Capcom Puts Windows 10 Players on Notice: Monster Hunter Wilds, Rise, and World May Stop Running Mid-October—Update Your Drivers Now

Microsoft will pull the plug on Windows 10 support on October 14, 2025, putting hundreds of millions of PCs on the clock to upgrade or risk going unprotected.
Capcom just told Monster Hunter players what a lot of PC holdouts were hoping not to hear: if you keep riding Windows 10 into 2025, you are basically on your own.
Windows 10 is about to be a no-safety-net zone for Monster Hunter
With Microsoft ending Windows 10 update support on October 14, 2025, Capcom posted a Steam notice saying it will not guarantee Monster Hunter Wilds, Monster Hunter Rise, or Monster Hunter World will keep running on that OS after the cutoff. The games will not suddenly self-destruct on October 14, but future Windows or game updates might break things on Win10, and Capcom will not be patching around that.
"Proper game functionality cannot be guaranteed on operating systems of which Microsoft has ended support."
Translation: if you hit a wall on Windows 10 after October 14, support can only reference whatever info existed before the cutoff, and Capcom will stop investigating Windows 10 runtime problems entirely. If you want ongoing fixes and a support path, move to Windows 11.
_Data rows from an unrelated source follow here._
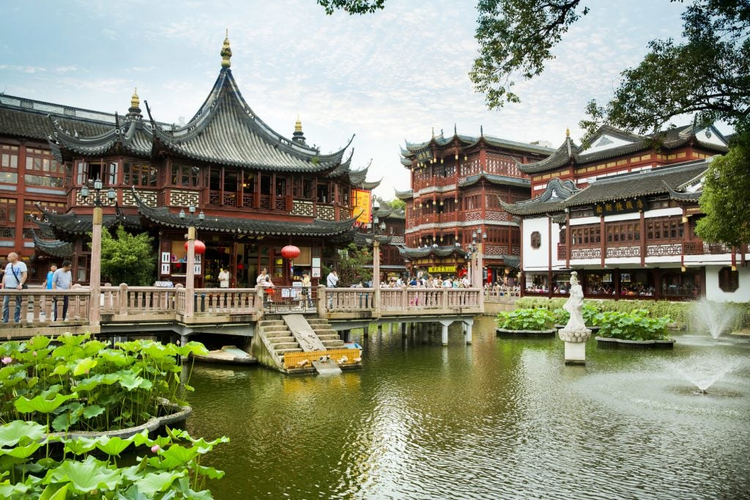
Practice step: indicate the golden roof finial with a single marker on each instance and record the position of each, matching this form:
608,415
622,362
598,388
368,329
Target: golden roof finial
135,101
226,53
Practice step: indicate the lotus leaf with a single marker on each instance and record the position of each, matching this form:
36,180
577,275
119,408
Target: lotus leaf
156,482
13,490
93,411
21,451
72,352
12,433
113,446
55,492
41,404
69,339
84,366
81,445
91,474
38,342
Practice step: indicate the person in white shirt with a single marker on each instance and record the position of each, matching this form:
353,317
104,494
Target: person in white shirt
223,278
14,279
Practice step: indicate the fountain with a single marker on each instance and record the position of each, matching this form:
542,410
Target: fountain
704,371
715,317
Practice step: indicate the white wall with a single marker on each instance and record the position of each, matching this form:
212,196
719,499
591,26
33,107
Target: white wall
714,293
536,258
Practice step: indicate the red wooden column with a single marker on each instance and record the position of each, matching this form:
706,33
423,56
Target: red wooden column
603,245
643,239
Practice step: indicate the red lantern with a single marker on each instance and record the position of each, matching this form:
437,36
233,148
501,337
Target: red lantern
290,252
200,247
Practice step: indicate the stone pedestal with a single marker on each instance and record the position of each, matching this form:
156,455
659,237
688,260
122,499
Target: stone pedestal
575,345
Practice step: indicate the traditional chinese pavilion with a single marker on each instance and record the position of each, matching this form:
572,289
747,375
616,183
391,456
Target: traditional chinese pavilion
457,184
256,190
622,213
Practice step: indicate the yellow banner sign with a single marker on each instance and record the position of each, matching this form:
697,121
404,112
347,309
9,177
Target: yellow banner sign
441,269
362,205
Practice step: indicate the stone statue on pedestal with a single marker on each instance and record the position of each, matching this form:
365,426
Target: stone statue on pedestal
575,331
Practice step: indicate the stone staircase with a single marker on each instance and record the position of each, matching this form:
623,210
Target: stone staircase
275,338
326,333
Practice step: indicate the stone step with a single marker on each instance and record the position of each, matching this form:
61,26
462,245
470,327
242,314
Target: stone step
271,322
276,340
284,351
285,346
333,336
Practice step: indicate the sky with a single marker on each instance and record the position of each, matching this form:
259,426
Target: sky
387,78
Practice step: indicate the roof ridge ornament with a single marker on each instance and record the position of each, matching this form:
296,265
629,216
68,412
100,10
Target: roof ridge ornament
226,53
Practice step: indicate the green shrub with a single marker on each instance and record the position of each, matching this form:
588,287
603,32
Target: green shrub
526,319
168,466
590,315
634,325
78,384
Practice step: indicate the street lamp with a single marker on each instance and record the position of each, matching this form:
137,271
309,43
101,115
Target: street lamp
96,245
191,222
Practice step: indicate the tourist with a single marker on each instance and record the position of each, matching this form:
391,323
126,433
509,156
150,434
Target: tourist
333,279
51,273
306,289
62,280
223,278
14,279
261,277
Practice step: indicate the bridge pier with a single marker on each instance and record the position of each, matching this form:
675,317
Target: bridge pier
468,324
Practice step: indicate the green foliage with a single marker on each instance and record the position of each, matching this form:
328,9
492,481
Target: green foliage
351,265
526,319
635,325
81,385
590,315
352,6
724,198
516,37
128,258
168,466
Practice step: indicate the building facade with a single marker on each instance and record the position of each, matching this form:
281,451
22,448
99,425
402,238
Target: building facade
457,185
248,190
622,213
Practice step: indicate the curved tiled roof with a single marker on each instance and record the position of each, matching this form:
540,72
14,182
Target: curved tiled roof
162,216
225,130
631,185
502,180
133,137
569,152
418,253
549,201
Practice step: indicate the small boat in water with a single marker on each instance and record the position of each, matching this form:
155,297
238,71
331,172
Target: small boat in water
228,354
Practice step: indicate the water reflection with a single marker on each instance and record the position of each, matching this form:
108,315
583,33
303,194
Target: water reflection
496,419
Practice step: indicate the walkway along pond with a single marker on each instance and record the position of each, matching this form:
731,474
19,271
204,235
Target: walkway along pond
500,418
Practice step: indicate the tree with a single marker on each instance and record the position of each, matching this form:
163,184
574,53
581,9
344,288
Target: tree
351,265
128,258
724,198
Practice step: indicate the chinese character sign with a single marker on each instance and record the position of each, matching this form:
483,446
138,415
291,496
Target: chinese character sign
362,205
619,206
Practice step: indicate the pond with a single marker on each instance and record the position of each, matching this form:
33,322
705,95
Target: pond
501,418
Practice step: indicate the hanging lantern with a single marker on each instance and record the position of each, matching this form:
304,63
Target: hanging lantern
200,247
290,252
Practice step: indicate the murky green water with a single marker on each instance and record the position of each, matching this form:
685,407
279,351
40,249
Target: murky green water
497,419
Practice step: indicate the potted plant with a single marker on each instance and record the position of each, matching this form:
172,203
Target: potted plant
526,322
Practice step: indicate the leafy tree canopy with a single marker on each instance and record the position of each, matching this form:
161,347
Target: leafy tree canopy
724,198
128,258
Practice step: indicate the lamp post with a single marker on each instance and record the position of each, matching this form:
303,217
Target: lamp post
96,246
377,227
190,271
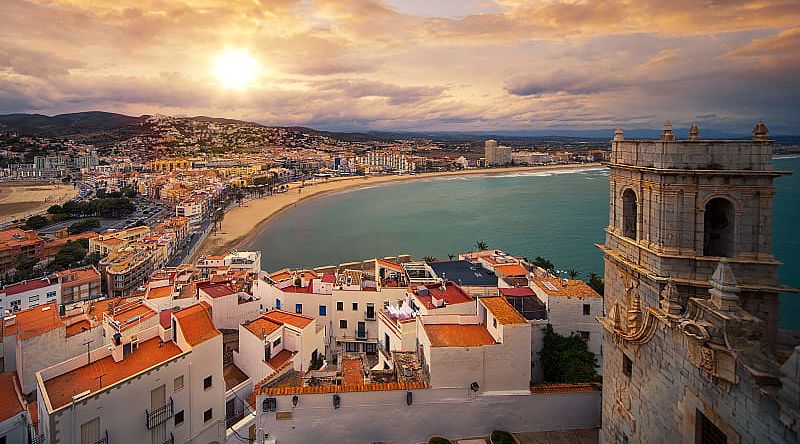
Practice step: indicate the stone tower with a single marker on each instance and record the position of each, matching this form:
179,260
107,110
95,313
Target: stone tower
691,295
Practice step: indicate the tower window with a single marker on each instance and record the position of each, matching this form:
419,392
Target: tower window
629,214
627,365
706,432
718,228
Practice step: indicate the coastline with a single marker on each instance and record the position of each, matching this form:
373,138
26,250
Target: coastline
240,227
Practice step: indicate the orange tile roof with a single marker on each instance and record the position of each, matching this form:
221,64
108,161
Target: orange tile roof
503,311
62,388
455,335
10,395
294,319
278,361
574,288
258,325
511,270
34,321
196,324
376,386
159,292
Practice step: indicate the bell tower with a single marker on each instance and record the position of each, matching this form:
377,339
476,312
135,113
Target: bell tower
691,290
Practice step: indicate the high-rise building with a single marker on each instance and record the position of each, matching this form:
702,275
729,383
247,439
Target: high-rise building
489,148
691,295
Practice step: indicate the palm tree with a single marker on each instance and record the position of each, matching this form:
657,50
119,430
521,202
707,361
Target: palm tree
573,273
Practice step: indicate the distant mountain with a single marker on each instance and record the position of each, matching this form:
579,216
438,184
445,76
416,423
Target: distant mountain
92,127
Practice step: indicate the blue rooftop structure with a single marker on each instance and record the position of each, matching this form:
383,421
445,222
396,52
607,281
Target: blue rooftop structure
465,273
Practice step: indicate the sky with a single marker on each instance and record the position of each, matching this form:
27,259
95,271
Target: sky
411,65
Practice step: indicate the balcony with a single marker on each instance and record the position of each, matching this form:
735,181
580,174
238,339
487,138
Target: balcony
158,416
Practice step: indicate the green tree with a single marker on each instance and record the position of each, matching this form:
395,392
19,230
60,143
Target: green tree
567,359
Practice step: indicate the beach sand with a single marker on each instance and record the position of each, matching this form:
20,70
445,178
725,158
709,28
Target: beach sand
242,223
18,200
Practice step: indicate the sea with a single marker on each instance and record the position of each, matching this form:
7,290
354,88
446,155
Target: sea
558,215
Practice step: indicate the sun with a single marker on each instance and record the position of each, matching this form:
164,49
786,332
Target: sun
235,69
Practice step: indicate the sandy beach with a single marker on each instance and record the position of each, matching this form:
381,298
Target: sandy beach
19,200
242,223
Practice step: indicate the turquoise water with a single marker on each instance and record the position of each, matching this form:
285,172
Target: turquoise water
557,215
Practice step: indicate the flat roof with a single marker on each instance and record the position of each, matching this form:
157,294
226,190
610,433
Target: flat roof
457,335
465,273
62,388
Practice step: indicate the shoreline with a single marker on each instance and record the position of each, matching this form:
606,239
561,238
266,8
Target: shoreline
239,227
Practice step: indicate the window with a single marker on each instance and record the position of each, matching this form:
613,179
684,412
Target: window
370,310
627,365
629,214
718,228
178,384
706,432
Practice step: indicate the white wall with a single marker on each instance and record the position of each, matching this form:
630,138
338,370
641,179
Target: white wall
384,415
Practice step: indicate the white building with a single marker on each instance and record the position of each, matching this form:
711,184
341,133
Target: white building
277,342
162,385
30,293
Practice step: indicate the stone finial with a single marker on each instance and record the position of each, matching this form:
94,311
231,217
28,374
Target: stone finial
694,133
668,136
670,299
760,132
724,289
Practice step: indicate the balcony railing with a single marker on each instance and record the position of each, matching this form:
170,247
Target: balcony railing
158,416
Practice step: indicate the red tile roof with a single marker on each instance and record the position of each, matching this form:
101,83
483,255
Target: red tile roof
504,312
62,388
218,290
196,324
10,396
258,325
517,292
452,294
455,335
341,388
294,319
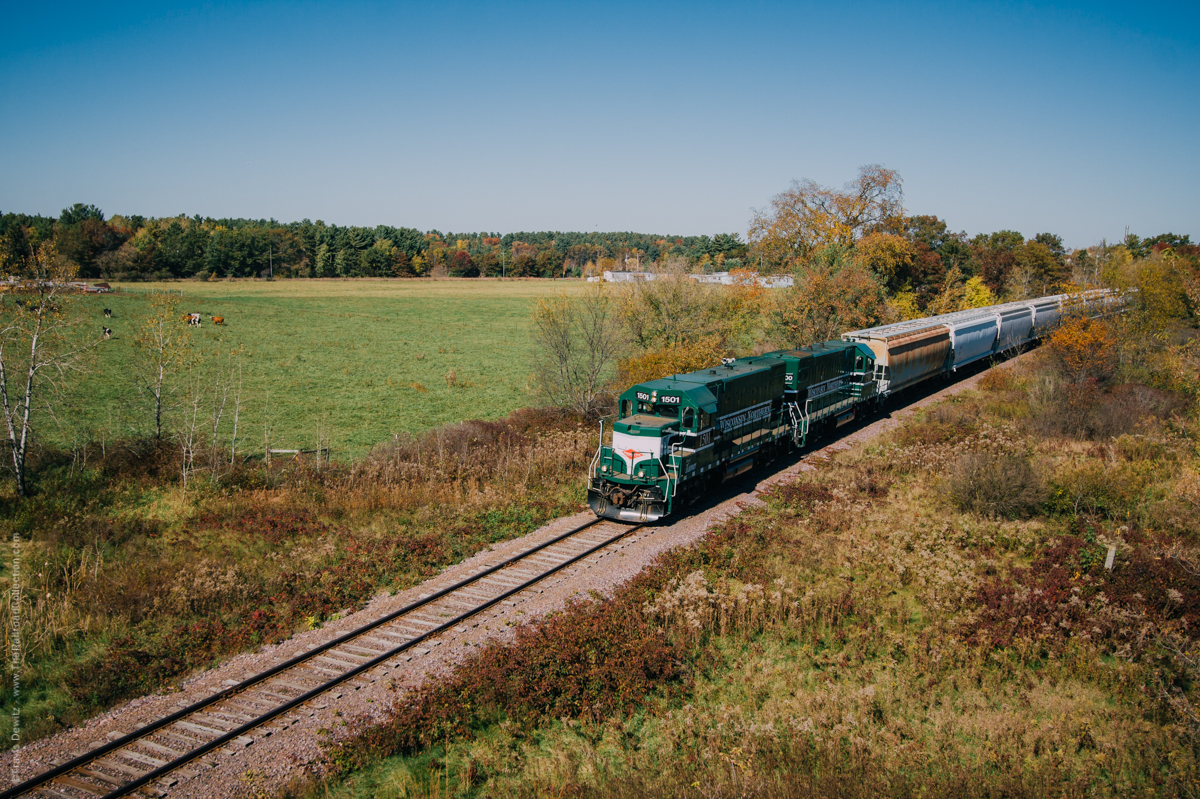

Separate issue: Wilds is crashing for some players, update your drivers
Roughly three hours after the Windows 10 warning, Capcom put up another Steam note aimed at everyone playing Monster Hunter Wilds. The team says it has confirmed crashes and other forced shutdowns tied to GPU driver issues and is telling people to update their drivers to these versions or newer:
- Nvidia: 580.88+
- AMD: 25.2.1+
Manage your expectations here. A fresh driver might steady the ship for some rigs, but it is not a miracle cure. It sounds like the latest Wilds patch stirred up some driver-related instability and Capcom is trying to sand down the rough edges for now.
Bigger CPU/GPU optimization work meant to tackle Wilds' broader PC performance problems is still planned for "this winter." Until then, if you are staying on Windows 10, know the clock is ticking; if you are crashing on any OS, try those drivers first.